According to registrations, four firms have represented both AT&T and the NCTA: Akin Gump Strauss Hauer & Feld, Patton Boggs, Shipp & Associates and the Palmetto Group.
Patton Boggs also represented MCI.
And several firms have represented both individual cable companies and MCI or AT&T, according to disclosure forms.
Because there is often a lag time between when registrations are filed and when they are posted online, additional firms may have dropped one client in favor of another.
Other firms did not respond for comment before The Hill’s deadline.
A Comcast spokesperson said in a statement: “Like all companies we routinely take steps to ensure our consultants are not put in to a position of conflict.”
While the mergers have caused firms to end contracts with some clients, representing the interests of telecom companies continues to be a boon to K Street coffers.

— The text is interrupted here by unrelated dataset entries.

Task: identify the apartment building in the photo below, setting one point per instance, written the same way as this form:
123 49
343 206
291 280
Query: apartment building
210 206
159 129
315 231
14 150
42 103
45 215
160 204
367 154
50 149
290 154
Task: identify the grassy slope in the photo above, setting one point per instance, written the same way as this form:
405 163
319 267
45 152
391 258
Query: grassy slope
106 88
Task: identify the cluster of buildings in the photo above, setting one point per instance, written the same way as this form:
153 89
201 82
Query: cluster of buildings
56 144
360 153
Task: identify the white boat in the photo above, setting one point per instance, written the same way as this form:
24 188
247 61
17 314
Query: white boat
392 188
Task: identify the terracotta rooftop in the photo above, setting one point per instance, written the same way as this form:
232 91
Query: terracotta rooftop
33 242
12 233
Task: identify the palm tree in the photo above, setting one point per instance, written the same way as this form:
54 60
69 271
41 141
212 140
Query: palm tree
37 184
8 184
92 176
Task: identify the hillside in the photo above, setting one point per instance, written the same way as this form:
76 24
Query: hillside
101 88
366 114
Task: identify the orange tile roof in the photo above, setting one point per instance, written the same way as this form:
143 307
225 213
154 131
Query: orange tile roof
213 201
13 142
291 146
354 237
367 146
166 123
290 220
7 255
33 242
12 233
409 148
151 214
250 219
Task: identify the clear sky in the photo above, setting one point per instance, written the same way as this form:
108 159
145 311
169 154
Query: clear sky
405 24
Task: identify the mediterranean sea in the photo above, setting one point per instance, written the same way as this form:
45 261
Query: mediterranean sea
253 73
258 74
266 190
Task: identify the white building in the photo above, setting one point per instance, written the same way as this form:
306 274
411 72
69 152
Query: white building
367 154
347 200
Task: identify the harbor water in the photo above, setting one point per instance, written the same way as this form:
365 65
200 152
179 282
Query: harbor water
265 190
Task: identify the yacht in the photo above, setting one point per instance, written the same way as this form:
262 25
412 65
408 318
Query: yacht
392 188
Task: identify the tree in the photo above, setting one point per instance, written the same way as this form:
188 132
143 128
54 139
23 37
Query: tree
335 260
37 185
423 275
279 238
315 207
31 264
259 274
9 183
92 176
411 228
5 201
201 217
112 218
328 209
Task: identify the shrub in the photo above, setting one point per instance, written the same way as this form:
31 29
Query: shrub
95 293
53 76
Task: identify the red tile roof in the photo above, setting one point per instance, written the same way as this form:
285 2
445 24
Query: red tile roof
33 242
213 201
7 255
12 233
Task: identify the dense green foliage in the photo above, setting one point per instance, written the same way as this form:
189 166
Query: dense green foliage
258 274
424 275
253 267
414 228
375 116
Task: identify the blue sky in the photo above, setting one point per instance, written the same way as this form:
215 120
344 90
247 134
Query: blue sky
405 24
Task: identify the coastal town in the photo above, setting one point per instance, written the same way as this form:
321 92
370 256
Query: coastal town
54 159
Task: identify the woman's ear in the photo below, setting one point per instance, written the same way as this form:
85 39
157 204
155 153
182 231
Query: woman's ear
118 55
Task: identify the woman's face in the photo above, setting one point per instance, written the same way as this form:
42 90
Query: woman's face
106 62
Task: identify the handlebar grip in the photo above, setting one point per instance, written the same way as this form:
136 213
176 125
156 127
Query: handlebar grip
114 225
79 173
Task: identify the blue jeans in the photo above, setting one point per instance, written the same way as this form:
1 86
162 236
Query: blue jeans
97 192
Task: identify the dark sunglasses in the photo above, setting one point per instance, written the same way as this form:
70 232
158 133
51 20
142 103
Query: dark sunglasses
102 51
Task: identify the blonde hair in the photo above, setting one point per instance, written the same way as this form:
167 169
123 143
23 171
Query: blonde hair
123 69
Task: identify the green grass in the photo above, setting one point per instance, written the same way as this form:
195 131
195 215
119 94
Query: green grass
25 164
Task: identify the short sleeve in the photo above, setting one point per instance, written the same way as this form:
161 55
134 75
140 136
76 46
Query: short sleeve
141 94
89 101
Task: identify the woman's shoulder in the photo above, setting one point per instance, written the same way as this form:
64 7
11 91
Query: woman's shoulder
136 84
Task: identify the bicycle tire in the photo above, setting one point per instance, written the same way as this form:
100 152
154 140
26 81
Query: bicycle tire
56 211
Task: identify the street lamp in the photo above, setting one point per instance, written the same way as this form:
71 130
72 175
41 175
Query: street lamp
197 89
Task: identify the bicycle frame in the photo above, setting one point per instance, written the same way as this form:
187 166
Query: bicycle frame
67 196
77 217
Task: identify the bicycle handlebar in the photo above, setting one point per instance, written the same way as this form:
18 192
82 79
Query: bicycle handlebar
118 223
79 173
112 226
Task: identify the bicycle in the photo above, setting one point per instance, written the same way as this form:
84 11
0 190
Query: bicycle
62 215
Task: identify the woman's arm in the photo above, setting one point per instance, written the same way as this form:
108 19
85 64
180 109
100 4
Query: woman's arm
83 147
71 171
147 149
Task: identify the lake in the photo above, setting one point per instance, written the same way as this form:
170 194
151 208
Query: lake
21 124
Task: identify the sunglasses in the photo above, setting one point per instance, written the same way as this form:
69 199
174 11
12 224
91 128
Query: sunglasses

During the last six months of 2004, the U.S. Telecom Association, whose members include three Baby Bells, spent $10 million on its reform campaign, more than double what it had spent the year before.
Walter McCormick, president of the U.S. Telecom Association, said his group has two overarching priorities: “to move beyond government managed competition” and to “secure universal service for the future.”
Traditional telecom companies want cable companies to pay universal service fees, which go to shoring up service in rural areas that might otherwise be underserved.
Cable companies, meanwhile, don’t want to be burdened with regulations, such as “must carry” rules that require local programming, while their new rivals operate unfettered by government intervention.
The NCTA spent more than $3.5 million during the first six months of 2004, the latest semiannual report available. In 2003, the group spent more than $5 million lobbying.